In [1]:
!pip install -U datasets transformers[sentencepiece]



## Loading the dataset

# Training your own tokenizer from scratch

## Getting a corpus

We will need texts to train our tokenizer. We will use the [🤗 Datasets](https://github.com/huggingface/datasets) library to download our text data, which can be easily done with the `load_dataset` function:

In [2]:
from datasets import load_dataset

For this example, we will use Wikitext-2 (which contains 4.5MB of texts so training goes fast for our example) but you can use any dataset you want (and in any language, just not English).

In [3]:
dataset = load_dataset("wikitext", name="wikitext-2-raw-v1", split="train")

We can have a look at the dataset, which as 36,718 texts:

In [4]:
dataset

Dataset({
    features: ['text'],
    num_rows: 36718
})

To access an element, we just have to provide its index:

In [5]:
dataset[1]

{'text': ' = Valkyria Chronicles III = \n'}

We can also access a slice directly, in which case we get a dictionary with the key `"text"` and a list of texts as value:

In [6]:
dataset[:5]

{'text': ['',
  ' = Valkyria Chronicles III = \n',
  '',
  ' Senjō no Valkyria 3 : Unrecorded Chronicles ( Japanese : 戦場のヴァルキュリア3 , lit . Valkyria of the Battlefield 3 ) , commonly referred to as Valkyria Chronicles III outside Japan , is a tactical role @-@ playing video game developed by Sega and Media.Vision for the PlayStation Portable . Released in January 2011 in Japan , it is the third game in the Valkyria series . Employing the same fusion of tactical and real @-@ time gameplay as its predecessors , the story runs parallel to the first game and follows the " Nameless " , a penal military unit serving the nation of Gallia during the Second Europan War who perform secret black operations and are pitted against the Imperial unit " Calamaty Raven " . \n',
  " The game began development in 2010 , carrying over a large portion of the work done on Valkyria Chronicles II . While it retained the standard features of the series , it also underwent multiple adjustments , such as making th

The API to train our tokenizer will require an iterator of batch of texts, for instance a list of list of texts:

In [7]:
batch_size = 1000
all_texts = [dataset[i : i + batch_size]["text"] for i in range(0, len(dataset), batch_size)]

To avoid loading everything into memory (since the Datasets library keeps the element on disk and only load them in memory when requested), we define a Python iterator. This is particularly useful if you have a huge dataset:

In [8]:
def batch_iterator():
    for i in range(0, len(dataset), batch_size):
        yield dataset[i : i + batch_size]["text"]

Now let's see how we can use this corpus to train a new tokenizer!
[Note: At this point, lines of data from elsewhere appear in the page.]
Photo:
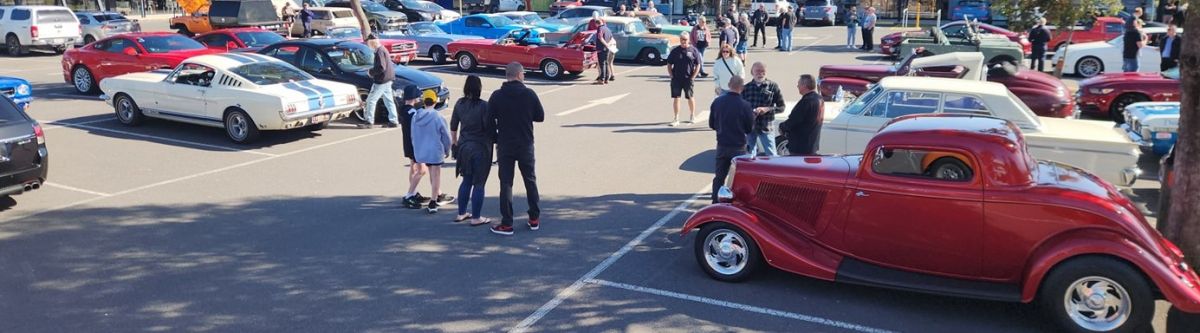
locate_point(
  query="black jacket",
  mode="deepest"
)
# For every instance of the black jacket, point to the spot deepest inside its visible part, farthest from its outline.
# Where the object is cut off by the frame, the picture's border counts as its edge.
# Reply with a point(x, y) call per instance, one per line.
point(514, 108)
point(803, 126)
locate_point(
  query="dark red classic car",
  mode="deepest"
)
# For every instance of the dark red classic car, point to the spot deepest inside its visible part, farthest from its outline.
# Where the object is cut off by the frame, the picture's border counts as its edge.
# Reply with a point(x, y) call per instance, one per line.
point(1107, 95)
point(127, 53)
point(954, 205)
point(1044, 94)
point(555, 61)
point(891, 43)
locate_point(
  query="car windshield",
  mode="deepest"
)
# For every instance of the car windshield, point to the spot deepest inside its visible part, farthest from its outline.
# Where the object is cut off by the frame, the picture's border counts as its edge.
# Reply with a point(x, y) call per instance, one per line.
point(166, 43)
point(270, 72)
point(351, 56)
point(258, 38)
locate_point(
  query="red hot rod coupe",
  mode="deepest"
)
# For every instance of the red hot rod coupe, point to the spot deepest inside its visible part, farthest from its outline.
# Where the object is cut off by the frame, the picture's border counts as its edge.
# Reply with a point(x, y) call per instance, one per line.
point(951, 205)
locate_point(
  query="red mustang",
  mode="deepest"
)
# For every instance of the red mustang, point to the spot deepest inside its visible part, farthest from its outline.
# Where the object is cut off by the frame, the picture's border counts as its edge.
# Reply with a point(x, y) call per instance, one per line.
point(553, 61)
point(891, 43)
point(1044, 94)
point(954, 205)
point(127, 53)
point(1107, 95)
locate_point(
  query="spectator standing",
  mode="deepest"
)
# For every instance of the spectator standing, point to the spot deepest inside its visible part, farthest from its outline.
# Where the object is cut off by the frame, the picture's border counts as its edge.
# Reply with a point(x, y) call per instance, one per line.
point(869, 20)
point(1134, 40)
point(726, 67)
point(432, 143)
point(514, 108)
point(803, 125)
point(851, 26)
point(760, 25)
point(1170, 44)
point(700, 35)
point(473, 134)
point(306, 20)
point(732, 119)
point(767, 100)
point(1039, 35)
point(382, 73)
point(683, 66)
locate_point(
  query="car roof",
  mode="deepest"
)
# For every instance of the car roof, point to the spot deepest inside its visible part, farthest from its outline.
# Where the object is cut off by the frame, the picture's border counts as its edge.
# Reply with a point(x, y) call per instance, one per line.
point(945, 85)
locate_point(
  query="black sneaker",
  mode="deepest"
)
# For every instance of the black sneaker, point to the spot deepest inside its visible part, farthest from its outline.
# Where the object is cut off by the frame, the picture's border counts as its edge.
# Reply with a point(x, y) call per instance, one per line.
point(499, 229)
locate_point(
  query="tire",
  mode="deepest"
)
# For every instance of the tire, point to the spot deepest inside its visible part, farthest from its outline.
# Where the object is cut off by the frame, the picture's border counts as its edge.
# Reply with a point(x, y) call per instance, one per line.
point(466, 62)
point(951, 169)
point(240, 127)
point(1116, 110)
point(1071, 298)
point(438, 54)
point(1089, 66)
point(726, 253)
point(13, 46)
point(552, 70)
point(127, 110)
point(83, 80)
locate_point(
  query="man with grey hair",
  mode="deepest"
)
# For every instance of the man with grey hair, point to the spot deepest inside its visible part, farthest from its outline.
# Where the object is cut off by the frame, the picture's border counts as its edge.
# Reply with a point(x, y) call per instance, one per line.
point(514, 108)
point(803, 125)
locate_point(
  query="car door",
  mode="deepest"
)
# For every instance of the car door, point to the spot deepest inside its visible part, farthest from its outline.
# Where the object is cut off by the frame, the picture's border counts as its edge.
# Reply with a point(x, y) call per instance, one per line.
point(907, 216)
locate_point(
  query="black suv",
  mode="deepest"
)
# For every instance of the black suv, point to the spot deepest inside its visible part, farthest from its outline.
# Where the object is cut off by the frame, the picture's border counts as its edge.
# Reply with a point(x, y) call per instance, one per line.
point(23, 157)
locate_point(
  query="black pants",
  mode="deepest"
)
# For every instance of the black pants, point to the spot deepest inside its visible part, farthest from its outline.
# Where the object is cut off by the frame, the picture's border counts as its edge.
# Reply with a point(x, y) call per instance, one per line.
point(760, 30)
point(868, 40)
point(724, 159)
point(523, 159)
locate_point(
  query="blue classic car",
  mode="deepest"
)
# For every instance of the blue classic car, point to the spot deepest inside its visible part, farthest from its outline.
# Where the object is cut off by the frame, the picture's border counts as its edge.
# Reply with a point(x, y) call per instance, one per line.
point(489, 26)
point(18, 90)
point(1153, 125)
point(431, 41)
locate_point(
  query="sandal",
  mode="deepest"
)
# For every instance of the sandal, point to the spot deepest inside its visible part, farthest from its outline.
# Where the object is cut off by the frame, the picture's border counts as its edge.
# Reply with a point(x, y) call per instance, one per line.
point(481, 221)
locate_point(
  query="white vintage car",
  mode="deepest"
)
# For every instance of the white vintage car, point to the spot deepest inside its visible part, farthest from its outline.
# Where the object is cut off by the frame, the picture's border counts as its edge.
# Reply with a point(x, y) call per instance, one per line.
point(1095, 58)
point(241, 92)
point(1092, 145)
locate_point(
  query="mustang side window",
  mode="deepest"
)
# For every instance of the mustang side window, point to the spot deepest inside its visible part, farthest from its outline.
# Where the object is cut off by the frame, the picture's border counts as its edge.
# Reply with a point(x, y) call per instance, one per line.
point(964, 104)
point(923, 164)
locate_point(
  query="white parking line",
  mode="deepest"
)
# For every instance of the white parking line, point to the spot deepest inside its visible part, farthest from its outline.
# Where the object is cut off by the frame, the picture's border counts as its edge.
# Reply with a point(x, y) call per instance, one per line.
point(604, 265)
point(162, 138)
point(77, 189)
point(741, 307)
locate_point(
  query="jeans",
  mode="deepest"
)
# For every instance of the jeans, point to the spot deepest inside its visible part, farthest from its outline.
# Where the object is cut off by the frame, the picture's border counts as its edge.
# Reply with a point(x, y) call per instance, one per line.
point(1129, 65)
point(471, 192)
point(523, 159)
point(724, 158)
point(389, 101)
point(786, 38)
point(766, 139)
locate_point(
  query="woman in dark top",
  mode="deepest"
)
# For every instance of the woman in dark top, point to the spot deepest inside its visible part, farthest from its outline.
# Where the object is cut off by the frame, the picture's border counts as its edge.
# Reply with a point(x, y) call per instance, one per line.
point(472, 138)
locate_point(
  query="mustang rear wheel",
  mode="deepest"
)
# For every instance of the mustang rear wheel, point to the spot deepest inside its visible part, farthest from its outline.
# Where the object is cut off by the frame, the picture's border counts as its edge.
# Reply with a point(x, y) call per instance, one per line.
point(1097, 295)
point(726, 253)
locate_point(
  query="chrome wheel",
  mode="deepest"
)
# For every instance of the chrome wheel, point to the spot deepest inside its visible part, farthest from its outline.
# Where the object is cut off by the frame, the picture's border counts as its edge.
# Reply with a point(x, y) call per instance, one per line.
point(1097, 303)
point(725, 252)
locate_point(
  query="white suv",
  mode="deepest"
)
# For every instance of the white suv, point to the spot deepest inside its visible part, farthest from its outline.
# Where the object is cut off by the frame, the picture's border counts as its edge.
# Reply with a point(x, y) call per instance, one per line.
point(49, 28)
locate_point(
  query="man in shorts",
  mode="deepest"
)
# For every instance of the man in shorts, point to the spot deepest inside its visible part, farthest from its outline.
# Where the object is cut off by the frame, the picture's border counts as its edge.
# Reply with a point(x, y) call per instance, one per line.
point(683, 66)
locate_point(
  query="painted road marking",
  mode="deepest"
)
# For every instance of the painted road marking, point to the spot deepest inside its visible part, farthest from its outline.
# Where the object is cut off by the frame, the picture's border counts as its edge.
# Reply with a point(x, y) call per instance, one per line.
point(525, 325)
point(606, 101)
point(741, 307)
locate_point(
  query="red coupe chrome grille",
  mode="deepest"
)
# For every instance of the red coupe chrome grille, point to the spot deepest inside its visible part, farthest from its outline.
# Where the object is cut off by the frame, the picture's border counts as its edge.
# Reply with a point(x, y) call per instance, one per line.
point(802, 204)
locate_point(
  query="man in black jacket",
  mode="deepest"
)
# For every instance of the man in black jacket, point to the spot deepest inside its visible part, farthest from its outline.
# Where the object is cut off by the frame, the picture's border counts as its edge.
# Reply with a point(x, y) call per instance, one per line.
point(803, 125)
point(514, 109)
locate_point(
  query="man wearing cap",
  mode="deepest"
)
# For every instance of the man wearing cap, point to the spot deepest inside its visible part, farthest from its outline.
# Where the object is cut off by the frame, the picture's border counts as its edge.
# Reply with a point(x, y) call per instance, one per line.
point(382, 73)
There are two APIs to do this: the first one uses an existing tokenizer and will train a new version of it on your corpus in one line of code, the second is to actually build your tokenizer block by block, so lets you customize every step!

## Using an existing tokenizer

If you want to train a tokenizer with the exact same algorithms and parameters as an existing one, you can just use the `train_new_from_iterator` API. For instance, let's train a new version of the GPT-2 tokenzier on Wikitext-2 using the same tokenization algorithm.

First we need to load the tokenizer we want to use as a model:

In [9]:
from transformers import AutoTokenizer

tokenizer = AutoTokenizer.from_pretrained("gpt2")

Make sure that the tokenizer you picked as a *fast* version (backed by the 🤗 Tokenizers library) otherwise the rest of the notebook will not run:

In [10]:
tokenizer.is_fast

True

Then we feed the training corpus (either the list of list or the iterator we defined earlier) to the `train_new_from_iterator` method. We also have to specify the vocabulary size we want to use:

In [11]:
new_tokenizer = tokenizer.train_new_from_iterator(batch_iterator(), vocab_size=25000)

And that's all there is to it! The training goes very fast thanks to the 🤗 Tokenizers library, backed by Rust.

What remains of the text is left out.